On Tuesday night, Fox's new sitcom Weird Loners premiered, and we just checked it out on Hulu. The show is set in Ridgewood, Queens, which is where everyone is moving, and the last stop for gentrification before we hit The Cemetery Belt. How did network television portray Ridgewood?

First of all, they built the block on a Hollywood lot, so it's already all too clean looking. The architecture of the brick townhouses looks fairly accurate...

However, the street itself looks more Village than anything. It's not often you see a Yellow Cab in Ridgewood.

Since the show is focused on “four single 30-something underdogs," and is a single-camera sitcom, you're not going to be cringing as characters ruin your favorite bar or hype up the neighborhood too much. This isn't like Girls, where a sense of realism is brought to the table. It's from the guy who made King of Queens, and he's made the interior of a Ridgewood apartment look like a suburban home...


The interior is not very realistic.

You will also see some city-centric impossibilities, just like in any classic fictional television show.
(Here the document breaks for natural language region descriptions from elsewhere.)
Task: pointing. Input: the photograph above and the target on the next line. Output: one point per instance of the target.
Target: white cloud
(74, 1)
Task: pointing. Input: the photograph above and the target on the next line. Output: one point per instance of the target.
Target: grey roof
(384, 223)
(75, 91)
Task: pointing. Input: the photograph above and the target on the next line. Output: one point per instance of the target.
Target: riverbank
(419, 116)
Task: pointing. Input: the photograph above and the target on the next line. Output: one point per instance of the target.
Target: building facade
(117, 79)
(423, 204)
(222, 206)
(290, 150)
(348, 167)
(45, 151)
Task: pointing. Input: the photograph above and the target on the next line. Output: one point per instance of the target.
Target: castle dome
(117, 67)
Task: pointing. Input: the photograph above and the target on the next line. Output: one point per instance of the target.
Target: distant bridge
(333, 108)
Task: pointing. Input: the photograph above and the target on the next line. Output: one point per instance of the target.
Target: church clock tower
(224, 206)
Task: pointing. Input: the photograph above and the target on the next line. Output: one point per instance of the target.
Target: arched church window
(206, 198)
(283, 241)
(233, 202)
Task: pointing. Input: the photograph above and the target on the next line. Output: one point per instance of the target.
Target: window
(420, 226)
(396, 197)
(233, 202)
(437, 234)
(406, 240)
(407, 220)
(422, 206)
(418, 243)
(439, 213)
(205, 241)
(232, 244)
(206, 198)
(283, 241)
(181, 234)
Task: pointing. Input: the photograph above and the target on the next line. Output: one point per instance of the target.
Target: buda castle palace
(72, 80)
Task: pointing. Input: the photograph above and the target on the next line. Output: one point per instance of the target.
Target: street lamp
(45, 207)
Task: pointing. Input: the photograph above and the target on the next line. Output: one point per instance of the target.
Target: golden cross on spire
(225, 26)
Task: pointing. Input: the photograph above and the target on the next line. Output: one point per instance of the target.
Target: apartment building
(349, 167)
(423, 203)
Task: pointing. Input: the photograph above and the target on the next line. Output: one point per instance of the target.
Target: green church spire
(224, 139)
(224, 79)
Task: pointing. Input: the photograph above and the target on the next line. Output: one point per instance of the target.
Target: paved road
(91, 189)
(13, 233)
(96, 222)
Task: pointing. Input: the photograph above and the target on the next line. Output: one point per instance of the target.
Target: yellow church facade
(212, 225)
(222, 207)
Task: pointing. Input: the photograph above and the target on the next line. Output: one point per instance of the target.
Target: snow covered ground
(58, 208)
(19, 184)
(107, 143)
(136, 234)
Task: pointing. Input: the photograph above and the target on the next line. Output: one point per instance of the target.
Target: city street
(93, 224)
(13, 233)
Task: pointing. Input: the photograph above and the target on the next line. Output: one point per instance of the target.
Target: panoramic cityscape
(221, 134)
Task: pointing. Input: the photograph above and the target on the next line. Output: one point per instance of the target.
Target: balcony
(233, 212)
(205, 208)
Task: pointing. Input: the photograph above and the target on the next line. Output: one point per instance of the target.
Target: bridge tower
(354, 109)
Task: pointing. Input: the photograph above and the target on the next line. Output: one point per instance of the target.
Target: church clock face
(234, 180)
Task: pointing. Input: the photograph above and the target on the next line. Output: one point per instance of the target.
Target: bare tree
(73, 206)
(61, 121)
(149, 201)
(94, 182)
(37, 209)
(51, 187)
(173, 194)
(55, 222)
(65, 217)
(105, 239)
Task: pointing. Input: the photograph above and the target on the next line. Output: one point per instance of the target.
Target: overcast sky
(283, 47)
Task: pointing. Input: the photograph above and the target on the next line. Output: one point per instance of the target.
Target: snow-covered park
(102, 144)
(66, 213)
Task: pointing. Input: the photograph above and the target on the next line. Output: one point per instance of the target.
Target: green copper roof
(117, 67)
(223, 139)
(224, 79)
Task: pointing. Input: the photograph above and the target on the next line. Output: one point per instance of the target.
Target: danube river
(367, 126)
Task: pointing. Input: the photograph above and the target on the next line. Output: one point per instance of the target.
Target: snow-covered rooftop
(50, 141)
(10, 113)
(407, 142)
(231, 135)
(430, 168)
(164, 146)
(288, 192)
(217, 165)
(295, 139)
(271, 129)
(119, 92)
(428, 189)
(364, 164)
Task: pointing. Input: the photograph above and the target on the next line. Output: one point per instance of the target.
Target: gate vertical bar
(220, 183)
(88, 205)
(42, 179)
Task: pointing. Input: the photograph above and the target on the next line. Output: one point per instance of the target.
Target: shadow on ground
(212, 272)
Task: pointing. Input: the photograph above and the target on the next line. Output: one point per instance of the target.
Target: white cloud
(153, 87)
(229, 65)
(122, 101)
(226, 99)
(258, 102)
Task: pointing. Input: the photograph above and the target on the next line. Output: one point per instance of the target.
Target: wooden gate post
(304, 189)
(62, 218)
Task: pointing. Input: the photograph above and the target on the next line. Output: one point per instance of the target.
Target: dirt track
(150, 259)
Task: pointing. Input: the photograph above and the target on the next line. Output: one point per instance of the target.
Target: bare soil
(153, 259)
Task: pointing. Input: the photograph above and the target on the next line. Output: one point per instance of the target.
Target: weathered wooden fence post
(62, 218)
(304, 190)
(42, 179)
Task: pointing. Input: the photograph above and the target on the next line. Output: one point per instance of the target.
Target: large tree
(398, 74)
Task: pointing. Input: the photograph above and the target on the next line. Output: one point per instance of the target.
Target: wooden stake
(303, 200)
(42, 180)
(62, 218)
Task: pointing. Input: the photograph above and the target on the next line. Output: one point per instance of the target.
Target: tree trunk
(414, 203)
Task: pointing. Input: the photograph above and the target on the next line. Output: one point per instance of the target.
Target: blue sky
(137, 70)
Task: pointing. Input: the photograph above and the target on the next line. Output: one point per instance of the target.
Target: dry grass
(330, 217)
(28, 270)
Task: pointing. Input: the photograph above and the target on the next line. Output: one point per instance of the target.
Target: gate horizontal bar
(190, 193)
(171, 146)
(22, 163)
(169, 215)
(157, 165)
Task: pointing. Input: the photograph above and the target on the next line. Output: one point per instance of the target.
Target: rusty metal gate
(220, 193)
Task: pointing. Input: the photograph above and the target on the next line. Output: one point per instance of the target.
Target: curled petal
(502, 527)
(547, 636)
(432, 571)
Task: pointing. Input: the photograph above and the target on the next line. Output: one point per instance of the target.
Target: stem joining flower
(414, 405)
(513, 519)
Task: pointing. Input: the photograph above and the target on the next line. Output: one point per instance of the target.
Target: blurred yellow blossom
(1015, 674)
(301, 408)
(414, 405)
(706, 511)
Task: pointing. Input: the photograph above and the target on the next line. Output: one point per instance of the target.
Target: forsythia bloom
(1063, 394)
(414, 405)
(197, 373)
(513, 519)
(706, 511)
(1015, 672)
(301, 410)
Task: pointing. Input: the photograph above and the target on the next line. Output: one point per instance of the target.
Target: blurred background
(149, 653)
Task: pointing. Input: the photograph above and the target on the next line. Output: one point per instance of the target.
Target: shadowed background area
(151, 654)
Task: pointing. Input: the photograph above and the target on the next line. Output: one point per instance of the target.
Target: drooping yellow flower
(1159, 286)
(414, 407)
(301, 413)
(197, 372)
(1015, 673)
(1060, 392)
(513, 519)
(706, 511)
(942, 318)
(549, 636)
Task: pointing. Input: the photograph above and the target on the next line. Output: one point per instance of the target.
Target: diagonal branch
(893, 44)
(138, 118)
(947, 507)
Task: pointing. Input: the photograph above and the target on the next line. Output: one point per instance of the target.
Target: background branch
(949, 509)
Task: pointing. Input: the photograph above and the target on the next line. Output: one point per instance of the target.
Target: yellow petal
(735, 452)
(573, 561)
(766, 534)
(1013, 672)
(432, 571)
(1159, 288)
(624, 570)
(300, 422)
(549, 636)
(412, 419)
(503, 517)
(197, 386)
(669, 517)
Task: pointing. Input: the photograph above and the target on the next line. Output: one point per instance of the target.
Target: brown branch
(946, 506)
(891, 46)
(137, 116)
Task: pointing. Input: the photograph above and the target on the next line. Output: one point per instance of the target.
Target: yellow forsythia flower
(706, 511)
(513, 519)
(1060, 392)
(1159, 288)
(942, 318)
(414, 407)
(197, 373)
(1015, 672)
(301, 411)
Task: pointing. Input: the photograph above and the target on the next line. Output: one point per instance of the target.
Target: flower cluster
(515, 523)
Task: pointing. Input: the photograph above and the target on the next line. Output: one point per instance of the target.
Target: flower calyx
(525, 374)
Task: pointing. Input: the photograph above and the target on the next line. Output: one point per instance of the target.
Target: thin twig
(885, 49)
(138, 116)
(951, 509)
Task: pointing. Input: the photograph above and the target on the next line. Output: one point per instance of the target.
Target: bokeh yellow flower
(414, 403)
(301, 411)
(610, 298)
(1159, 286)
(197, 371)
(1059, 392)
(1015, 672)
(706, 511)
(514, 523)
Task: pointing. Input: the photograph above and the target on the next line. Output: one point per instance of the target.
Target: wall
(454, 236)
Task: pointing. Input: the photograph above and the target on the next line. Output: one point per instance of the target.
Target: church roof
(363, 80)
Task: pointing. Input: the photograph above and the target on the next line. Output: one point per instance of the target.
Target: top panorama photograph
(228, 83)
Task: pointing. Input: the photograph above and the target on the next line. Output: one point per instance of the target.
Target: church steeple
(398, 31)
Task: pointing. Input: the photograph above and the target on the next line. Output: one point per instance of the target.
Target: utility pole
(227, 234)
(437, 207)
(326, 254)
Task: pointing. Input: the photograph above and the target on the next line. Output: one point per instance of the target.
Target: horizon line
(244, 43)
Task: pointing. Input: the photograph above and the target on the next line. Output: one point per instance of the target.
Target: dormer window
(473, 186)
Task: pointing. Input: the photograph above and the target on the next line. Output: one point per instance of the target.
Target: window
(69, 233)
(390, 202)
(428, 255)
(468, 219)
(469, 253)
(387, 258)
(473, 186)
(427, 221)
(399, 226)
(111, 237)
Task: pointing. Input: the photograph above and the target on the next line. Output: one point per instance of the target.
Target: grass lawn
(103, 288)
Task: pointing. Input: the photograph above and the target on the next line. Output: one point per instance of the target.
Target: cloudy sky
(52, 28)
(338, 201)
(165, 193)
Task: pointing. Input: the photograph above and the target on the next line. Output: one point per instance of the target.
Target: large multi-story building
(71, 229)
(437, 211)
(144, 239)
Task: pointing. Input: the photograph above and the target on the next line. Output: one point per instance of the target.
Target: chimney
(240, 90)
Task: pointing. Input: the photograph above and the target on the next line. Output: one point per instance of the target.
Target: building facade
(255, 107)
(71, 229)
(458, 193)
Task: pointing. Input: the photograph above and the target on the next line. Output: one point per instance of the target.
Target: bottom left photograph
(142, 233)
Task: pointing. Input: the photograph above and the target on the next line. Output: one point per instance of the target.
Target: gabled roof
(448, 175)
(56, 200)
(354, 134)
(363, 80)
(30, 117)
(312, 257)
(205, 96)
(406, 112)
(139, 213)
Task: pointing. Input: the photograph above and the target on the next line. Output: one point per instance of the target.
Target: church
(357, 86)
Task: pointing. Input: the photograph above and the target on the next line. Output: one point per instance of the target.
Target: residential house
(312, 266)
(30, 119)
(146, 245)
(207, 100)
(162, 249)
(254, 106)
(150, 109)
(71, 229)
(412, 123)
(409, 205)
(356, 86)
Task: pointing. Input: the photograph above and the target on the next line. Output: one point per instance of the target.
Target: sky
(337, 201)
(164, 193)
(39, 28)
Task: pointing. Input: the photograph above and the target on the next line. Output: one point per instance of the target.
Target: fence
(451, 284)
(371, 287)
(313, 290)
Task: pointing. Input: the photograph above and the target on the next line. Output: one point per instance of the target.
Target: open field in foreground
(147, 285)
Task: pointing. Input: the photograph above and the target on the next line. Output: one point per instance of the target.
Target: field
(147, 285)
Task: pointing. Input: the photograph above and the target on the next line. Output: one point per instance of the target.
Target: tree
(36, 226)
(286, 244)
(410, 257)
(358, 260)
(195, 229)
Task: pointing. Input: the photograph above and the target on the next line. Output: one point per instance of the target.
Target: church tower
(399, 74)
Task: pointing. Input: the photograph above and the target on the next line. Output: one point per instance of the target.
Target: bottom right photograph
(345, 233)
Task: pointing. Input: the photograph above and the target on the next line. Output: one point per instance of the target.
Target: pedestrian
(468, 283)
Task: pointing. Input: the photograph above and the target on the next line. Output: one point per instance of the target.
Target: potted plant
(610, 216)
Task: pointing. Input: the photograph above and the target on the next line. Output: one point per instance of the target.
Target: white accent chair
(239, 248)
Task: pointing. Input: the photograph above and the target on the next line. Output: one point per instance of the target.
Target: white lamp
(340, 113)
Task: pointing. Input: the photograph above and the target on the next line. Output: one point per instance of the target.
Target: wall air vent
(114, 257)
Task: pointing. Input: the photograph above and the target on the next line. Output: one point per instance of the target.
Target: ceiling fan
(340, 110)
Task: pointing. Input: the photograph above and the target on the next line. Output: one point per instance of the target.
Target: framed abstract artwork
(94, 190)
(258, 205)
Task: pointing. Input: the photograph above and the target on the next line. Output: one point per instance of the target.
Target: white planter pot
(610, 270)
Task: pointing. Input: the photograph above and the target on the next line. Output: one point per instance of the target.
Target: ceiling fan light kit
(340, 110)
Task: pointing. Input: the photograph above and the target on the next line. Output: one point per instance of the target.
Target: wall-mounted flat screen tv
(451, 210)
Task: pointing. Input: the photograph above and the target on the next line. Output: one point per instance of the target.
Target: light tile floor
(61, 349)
For example, the Queens Ledger pointed out, "A Queens-native should know better than to have the characters in Flushing Meadows-Corona Park shortly after leaving the Ridgewood townhouse—it's not really accessible quickly by foot or subway and the surprise of one character at being followed to the park leads us to believe that they were not all packed into the same bus." And as Bushwick Daily noted, one character seemed to attempt walking from Manhattan to Ridgewood on the Queensboro Bridge.

Points for no one saying "Quooklyn," though.